Fast Passage Re-ranking with Contextualized Exact Term Matching and Efficient Passage Expansion

Abstract

BERT-based information retrieval models are expensive, in both time (query latency) and computational resources (energy, hardware cost), making many of these models impractical especially under resource constraints. The reliance on a query encoder that only performs tokenization and on the pre-processing of passage representations at indexing, has allowed the recently proposed TILDE method to overcome the high query latency issue typical of BERT-based models. This however is at the expense of a lower effectiveness compared to other BERT-based re-rankers and dense retrievers. In addition, the original TILDE method is characterised by indexes with a very high memory footprint, as it expands each passage into the size of the BERT vocabulary.

In this paper, we propose TILDEv2, a new model that stems from the original TILDE but that addresses its limitations. TILDEv2 relies on contextualized exact term matching with expanded passages. This requires to only store in the index the score of tokens that appear in the expanded passages (rather than all the vocabulary), thus producing indexes that are 99% smaller than those of TILDE. This matching mechanism also improves ranking effectiveness by 24%, without adding to the query latency. This makes TILDEv2 the state-of-the-art passage re-ranking method for CPU-only environments, capable of maintaining query latency below 100ms on commodity hardware.

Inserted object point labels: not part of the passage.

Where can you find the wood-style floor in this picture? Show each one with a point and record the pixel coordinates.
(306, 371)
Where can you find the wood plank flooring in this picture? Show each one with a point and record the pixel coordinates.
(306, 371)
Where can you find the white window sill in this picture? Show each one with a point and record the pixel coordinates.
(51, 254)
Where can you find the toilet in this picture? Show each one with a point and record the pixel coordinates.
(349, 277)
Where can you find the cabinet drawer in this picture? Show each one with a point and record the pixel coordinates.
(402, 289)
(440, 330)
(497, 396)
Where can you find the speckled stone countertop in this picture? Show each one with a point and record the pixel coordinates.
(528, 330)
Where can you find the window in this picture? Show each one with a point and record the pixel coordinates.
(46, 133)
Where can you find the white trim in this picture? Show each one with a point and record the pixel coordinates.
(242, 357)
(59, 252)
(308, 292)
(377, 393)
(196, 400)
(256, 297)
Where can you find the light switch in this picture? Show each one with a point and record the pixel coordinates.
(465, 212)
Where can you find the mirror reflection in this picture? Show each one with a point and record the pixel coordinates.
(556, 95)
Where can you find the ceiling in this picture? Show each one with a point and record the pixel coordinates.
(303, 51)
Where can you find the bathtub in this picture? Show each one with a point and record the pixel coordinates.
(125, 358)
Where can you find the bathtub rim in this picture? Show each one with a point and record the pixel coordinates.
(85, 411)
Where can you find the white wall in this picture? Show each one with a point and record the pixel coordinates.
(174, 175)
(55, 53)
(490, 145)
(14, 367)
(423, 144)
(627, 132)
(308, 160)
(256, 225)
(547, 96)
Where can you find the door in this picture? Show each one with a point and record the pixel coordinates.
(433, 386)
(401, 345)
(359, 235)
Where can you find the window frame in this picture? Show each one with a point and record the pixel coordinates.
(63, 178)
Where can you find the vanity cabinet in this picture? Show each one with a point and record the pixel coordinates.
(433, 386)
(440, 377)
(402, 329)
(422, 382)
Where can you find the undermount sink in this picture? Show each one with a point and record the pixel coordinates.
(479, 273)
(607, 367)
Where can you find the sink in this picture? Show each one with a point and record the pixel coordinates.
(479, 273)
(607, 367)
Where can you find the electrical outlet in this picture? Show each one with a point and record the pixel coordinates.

One potential drawback of TILDEv2, compared to the original TILDE, is the extra passage expansion process required at indexing. This is an expensive process if performed using current passage expansion methods. However, we address this by adapting the original TILDE model to serve as a passage expansion method. Compared to current expansion methods, our proposed method reduces the passage expansion time by 98% with only less than 1% effectiveness loss on the MS MARCO passage ranking dataset (and even improvements on other datasets). We further show that our expansion approach generalises to other ranking methods that rely on expansion.